Just imagine if you could enter in all of that information, but additionally sort through cars based on their value compared to the Kelley Blue Book Value, sort by Autocheck score based on the vehicle history report of each used car in your criteria range, search by country of manufacturer, figure out which cars depreciate least or most in your particular region of the country or even be notified when a vehicle that fits all of your criteria becomes available in the marketplace.  These are all tools that we’ve built or are building currently at Evenlevel. And we’ve got a ton more in the pipeline and up our sleeves that we’re working on getting out to the marketplace.  In addition to selling cars that are significantly below market prices, we think we can bring real insight to the marketplace with an enhanced suite of research and analysis tools that have yet to be developed anywhere else.  Much like the Zillow approach, we can build value and products around this knowledge and really think about swinging for the fences ourselves.
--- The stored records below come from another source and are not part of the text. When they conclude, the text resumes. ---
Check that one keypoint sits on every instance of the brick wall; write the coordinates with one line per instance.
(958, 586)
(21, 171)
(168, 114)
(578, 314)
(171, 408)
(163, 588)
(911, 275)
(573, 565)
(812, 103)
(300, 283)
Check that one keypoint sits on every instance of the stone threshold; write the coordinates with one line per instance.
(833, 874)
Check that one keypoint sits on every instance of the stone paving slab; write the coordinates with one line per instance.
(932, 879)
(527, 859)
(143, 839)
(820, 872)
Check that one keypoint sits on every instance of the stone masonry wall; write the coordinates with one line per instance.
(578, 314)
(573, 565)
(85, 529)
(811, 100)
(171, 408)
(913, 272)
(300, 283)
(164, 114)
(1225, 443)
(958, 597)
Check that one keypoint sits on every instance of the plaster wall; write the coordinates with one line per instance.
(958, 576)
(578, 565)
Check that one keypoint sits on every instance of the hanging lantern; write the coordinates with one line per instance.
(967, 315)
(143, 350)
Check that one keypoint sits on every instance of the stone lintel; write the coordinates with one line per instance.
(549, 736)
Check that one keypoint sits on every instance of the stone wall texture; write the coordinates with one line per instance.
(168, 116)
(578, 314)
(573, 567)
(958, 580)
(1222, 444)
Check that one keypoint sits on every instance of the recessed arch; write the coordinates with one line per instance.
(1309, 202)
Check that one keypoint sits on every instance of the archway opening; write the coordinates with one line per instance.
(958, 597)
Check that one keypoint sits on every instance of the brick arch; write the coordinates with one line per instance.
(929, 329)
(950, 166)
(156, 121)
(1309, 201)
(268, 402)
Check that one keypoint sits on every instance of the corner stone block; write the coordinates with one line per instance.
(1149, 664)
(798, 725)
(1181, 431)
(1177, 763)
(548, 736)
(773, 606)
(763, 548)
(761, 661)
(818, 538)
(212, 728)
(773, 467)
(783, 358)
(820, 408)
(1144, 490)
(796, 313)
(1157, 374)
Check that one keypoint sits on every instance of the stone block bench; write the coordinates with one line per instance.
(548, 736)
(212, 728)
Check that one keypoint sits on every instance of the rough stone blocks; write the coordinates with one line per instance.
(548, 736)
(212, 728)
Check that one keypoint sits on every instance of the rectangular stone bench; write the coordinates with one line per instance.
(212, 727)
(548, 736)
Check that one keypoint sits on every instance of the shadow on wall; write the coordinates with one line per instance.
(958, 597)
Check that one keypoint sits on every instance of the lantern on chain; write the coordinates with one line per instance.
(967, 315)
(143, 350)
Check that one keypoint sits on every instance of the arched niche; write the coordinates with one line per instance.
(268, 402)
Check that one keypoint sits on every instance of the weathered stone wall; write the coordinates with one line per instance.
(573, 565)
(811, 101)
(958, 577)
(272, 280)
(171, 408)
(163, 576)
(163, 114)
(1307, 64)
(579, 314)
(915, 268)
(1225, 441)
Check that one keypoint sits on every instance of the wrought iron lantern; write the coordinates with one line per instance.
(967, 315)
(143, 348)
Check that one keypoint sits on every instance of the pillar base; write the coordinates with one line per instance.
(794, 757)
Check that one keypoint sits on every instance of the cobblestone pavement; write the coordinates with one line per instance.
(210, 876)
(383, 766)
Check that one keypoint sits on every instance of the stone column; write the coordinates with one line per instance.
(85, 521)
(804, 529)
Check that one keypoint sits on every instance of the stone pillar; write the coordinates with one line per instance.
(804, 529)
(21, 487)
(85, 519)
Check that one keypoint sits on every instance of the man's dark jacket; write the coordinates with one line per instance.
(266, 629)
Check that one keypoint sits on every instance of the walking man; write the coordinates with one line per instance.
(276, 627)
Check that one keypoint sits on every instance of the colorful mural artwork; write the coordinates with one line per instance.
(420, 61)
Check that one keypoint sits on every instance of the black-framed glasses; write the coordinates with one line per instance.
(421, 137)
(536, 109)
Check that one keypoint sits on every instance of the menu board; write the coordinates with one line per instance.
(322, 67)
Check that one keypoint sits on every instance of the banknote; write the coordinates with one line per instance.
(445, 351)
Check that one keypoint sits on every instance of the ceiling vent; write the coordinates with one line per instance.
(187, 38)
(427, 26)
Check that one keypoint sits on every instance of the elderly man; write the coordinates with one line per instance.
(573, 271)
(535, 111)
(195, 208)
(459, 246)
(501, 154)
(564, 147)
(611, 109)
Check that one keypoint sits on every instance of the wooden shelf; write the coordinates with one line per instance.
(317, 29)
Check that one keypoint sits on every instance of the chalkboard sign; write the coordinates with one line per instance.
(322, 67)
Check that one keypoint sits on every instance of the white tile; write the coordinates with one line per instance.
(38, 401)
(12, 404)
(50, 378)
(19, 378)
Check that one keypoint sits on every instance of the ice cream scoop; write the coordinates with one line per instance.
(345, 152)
Fund Raising and Car Shopping

September 20, 2007

The Evenlevel team set out recently to raise capital so that we can properly grow our business.  To some the need for capital is obvious, to others not so much.  So why do we need more capital?  We’re ambitiously setting out to really change the way the used car industry works.  This blog’s title and the tag-line for our business is “Driving The Revolution”.  We’re talking about literally revolutionizing this industry.  In order to do that, its going to take some money to properly scale our business and to really get it off of the ground.

We want money to:

1. Advertise:  We’re creative folks and have been able to drive a lot of “free” traffic to our site, but there’s something to be said for money to drive paid traffic our way.  We need to get the word out about our great service and let people know what we do and how we do it.

2. Pay for Operational Expenses: We’ve got a great team of founders, which I’m sure would love to get even a meager salary, but more importantly we need to hire some additional sales force to help sell our cars, developers to help create all of the cool products and features we’ve thought of and have in the pipeline, and a web designer or two to put some spit and polish on our site and really make it shine.
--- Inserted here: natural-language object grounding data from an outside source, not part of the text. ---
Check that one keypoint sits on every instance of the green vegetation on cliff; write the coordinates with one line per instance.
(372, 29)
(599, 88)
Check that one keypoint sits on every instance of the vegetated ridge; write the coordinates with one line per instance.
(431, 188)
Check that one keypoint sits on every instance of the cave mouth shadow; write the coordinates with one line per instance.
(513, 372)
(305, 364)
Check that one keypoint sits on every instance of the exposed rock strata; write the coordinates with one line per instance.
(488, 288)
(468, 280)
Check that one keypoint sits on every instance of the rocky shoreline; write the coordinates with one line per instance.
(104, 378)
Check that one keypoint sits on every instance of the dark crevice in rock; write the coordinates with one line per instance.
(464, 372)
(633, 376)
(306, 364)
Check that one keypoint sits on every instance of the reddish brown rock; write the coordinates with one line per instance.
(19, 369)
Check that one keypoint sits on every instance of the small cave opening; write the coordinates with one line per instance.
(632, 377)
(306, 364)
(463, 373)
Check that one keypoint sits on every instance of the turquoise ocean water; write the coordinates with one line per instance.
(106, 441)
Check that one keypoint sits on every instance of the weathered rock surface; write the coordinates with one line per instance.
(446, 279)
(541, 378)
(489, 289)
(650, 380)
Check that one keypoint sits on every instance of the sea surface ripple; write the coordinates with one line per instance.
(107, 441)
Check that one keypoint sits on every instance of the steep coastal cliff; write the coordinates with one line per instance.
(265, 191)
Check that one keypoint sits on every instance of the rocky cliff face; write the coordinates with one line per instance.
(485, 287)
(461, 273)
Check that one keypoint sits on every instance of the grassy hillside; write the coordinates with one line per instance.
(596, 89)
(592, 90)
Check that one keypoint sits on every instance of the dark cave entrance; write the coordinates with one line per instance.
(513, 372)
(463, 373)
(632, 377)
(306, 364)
 As I mentioned earlier, we’ve just begun to reach out to the venture capital (vc) & angel communities both locally here in Austin and throughout the country, so we’re complete newbies to the process.  All of the founders have worked at venture backed startups in the past, so we’re familiar with how interactions with vc’s work in general but we’re just getting our feet wet with telling the Evenlevel story and creating a compelling investment for an investor.  As we’ve immersed ourselves into this aspect of our business, I ran across a really great video posted on Venture Hacks last week that parallels buying a car and raising money from a vc, Venture Hacks Video.

We know we’re going to be running into a lot of skilled negotiators as we settle on terms with our eventual financing.   The tactics shown in the video are the exact same practices that we’re striving to eliminate with our business.  We pride ourselves on giving as much information as possible about each and every car we have on our site and we always display the actual auction price and our flat fee for every car on the site.  Since our fee is the same for each vehicle on our site, its in our best interest to get our customers into the best used car for them on each and every purchase so that they’re happy and will be repeat customers and send more “free” referral traffic our way.

I’ll keep everyone updated on the financing.  We’ve got a couple of networking functions the next few days that should make for some quality blog reading.